We woke up at 2:30 this morning to unexpected snow falling. Again. I've had enough snow in the past couple of weeks to last me a lifetime. How do people who live in Buffalo or Duluth or Point Barrow cope with snow for months on end? Or, in Point Barrow which is in Alaska, the almost-24-hours of darkness thru the winter months? I guess if that's what you're born to you get used to it. Well, not even so much get used to it but taking it as the norm because you have nothing else to compare it to. Having grown up on the fringes of the Olympic Rain Forest in Washington State, I know what I'm talking about. For the first 12 years of my life I lived in a climate where it rained about 300 days out of the year. And in the winter months, if it wasn't raining, it seemed to be 'misting'. Fog rolled across the blacktop of the playground at school. My friends and I used to pretend we were horses and we'd 'gallop' thru the fog...in our minds, it was ocean surf. Goofy, the things kids can come up with. The lack of four distinct seasons used to drive my Mom crazy. She'd grown up in New England before moving out to the Pacific Northwest with my dad as a new bride. She used to say our four seasons out here were rain, rain, rain, and more rain. But for someone like me, born to it, it was just the way it was. We kids adapted. Rain never stopped us.
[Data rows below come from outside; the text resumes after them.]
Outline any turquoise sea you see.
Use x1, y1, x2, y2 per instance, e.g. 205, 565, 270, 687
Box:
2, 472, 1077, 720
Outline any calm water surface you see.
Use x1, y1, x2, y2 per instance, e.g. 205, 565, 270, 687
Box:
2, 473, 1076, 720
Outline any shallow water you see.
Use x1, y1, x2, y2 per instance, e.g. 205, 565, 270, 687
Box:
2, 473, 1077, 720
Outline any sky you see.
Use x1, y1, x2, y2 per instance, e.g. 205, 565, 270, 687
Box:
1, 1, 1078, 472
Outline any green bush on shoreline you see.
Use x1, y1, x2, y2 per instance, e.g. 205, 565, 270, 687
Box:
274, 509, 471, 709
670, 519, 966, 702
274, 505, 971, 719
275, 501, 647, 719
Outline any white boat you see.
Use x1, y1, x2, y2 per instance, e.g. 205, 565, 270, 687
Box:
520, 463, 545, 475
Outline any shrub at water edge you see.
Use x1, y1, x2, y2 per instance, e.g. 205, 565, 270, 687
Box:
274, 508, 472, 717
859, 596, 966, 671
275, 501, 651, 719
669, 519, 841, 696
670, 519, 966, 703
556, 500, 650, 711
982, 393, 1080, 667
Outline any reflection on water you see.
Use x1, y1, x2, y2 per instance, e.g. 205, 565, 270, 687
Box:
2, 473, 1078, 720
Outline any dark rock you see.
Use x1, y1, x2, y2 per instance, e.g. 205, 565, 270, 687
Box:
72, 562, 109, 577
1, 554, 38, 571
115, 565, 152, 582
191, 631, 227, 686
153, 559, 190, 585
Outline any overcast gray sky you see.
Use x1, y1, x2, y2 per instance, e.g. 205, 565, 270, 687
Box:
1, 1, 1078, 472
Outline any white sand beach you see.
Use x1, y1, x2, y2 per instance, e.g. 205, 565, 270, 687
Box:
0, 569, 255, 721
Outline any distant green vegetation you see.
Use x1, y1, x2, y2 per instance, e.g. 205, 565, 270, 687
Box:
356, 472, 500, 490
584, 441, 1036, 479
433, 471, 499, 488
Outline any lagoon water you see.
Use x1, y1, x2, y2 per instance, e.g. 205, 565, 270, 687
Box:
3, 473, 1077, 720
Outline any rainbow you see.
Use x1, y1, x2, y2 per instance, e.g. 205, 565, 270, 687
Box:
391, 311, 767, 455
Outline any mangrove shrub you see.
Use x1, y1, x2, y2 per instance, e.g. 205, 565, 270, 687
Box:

Why do we lose the magic of childhood as we grow older? When do we become cynical? Complacent? Unimaginative? When does our sense of the pure enjoyment of living leave us? Why do we lose the ability to 'play'...to pretend? Can you remember when you no longer wanted to play...or know how to play anymore? I do. It was after my family had moved away from my hometown. We'd returned for a visit and I went over to my childhood best friend Angela's house. I was 13, she was 10 -- the little sister I never had. She wanted to play Barbie so we sat down on her bedroom floor, setting out all of her Barbie dolls, clothes, and other paraphernalia. And all of a sudden I put the doll I held in my hands down and stated, "I don't want to play any more." And that was it.
Memory is a funny thing. At a get together a few years back with two of my brothers, I was telling a story whose history I shared with my older brother. As I was telling it...or trying to...he kept interrupting me and saying, "No, it happened this way" and he'd continue on to tell his version of it. Finally, I looked at him and told him, "Well, maybe it happened to you that way but it didn't happen to me. So please let me tell it the way I remember it from my perspective." Well, that shut him up. The thing is, any of us can have shared moments in time. But depending on how each of us was feeling or thinking...how connected or disconnected we were to it...has a lot to do in how we remember things individually. As my brother and I shared our versions, it was apparent we'd both been there at the same time and experienced the same thing...but it affected us both so differently. That is why I find the human mind so fascinating.
I don't dream about my childhood as much as I used to, not by a long shot. But every now and then I do. And even tho I know most of my childhood friends are 54 or 55 years old now, I never saw most of them again after I moved away. That was 42 years ago. When I dream of them we're all still 9 or 10 or 12. They've never aged. We're still playing at recess or walking down the school halls in a building that no longer exists...my old school was torn down maybe 5 or 10 years ago. Where it stood is nothing but a grassy field now. Dreams are funny things, too. Because no matter how many years go by, no matter how far I travel away or how old I get, sometimes I still get to see Angela and Ruthie and Donny and Mike as they once were. I get to go back. And I remember....oh, how I remember!...those beautiful, carefree days of my childhood.